The Trade Desk declined to provide further comment.

“My opinion is they’re going to extend it. [Jeff is] not going to give up his super vote,” said Jason S. Helfstein, managing director, head of internet research at Oppenheimer & Co. “While the stock is down from a valuation standpoint, at this point there are plenty of adtech companies that trade at much lower multiples than The Trade Desk does. It’s a very high probability that the board extends super voting shares.”

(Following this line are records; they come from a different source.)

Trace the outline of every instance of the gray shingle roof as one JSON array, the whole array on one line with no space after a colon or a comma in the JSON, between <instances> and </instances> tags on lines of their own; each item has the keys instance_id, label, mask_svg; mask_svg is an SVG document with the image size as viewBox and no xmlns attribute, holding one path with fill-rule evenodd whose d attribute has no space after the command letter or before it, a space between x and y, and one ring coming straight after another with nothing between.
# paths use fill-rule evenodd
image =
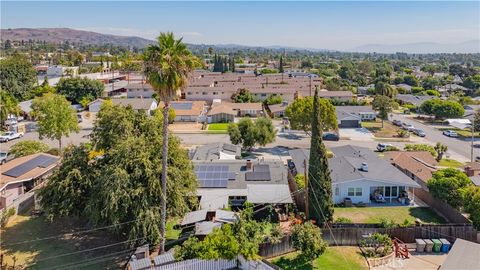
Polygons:
<instances>
[{"instance_id":1,"label":"gray shingle roof","mask_svg":"<svg viewBox=\"0 0 480 270\"><path fill-rule=\"evenodd\" d=\"M370 180L382 183L420 187L389 162L379 158L368 148L345 145L330 149L334 157L328 160L333 183L343 183L356 180ZM303 160L307 161L310 151L296 149L290 151L292 161L297 171L303 173ZM368 172L360 170L362 163L367 163ZM300 165L297 165L300 164ZM298 166L298 167L297 167ZM299 169L300 168L300 169Z\"/></svg>"},{"instance_id":2,"label":"gray shingle roof","mask_svg":"<svg viewBox=\"0 0 480 270\"><path fill-rule=\"evenodd\" d=\"M222 155L222 153L225 155ZM226 158L227 155L240 158L242 149L240 146L228 143L211 143L198 146L193 153L192 160L218 160Z\"/></svg>"},{"instance_id":3,"label":"gray shingle roof","mask_svg":"<svg viewBox=\"0 0 480 270\"><path fill-rule=\"evenodd\" d=\"M415 106L420 106L422 105L423 102L437 98L435 96L414 96L411 94L398 94L396 99L402 101L403 103L410 103Z\"/></svg>"},{"instance_id":4,"label":"gray shingle roof","mask_svg":"<svg viewBox=\"0 0 480 270\"><path fill-rule=\"evenodd\" d=\"M440 270L480 269L480 244L455 240Z\"/></svg>"}]
</instances>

Dual-class structures have become increasingly common among U.S. tech companies since the early 2000s, spiking in the mid-2010s with major IPOs including Facebook in 2012, Square in 2015, Pinterest in 2019, and Coinbase in 2021, according to data compiled by Jay R. Ritter, a finance professor at the University of Florida.

While the structure can empower visionary leaders, it also limits checks on power. Without such a structure, Green would be forced to bend to the will of outside shareholders on any number of matters. 

“If this vote goes against Jeff, he would lose control of the company. He wouldn’t be able to appoint his own board members, and he would essentially have to report to a functioning board of directors of the company,” said a former Trade Desk employee who still has some equity in the company, speaking on condition of anonymity. 

The company held a similar vote in 2020 and was set to vote on the dual-class structure every five years thereafter. In that initial vote, the board of directors and investors chose to extend the dual-class arrangement. 

In essence, the request asks stockholders to trust Green’s instincts over their own voting power. Whether investors will agree with this recommendation is yet to be seen.

The Trade Desk’s market value soared as high as $69 billion in December of 2024, nearly 70 times its 2016 IPO valuation, before sliding to around $25 billion today. Despite its largely positive revenue, earnings, and margins trendlines, the stock—and Green himself—have attracted recent scrutiny.

Wall Street reacted harshly to Green’s commentary on an August 7 earnings call on which he brushed aside concerns about intensifying competition from Amazon. “I think Amazon is more of a potential partner, honestly, than it is a long-term competitor,” he said. Millions of dollars in marketing spend had funneled out of The Trade Desk and to Amazon’s DSP this year, as ADWEEK previously reported. The company’s shares crashed nearly 40% in the days after the earnings call.

Correction, Aug 29 at 9:45 a.m. ET: This story has been corrected to clarify the details of the proxy vote.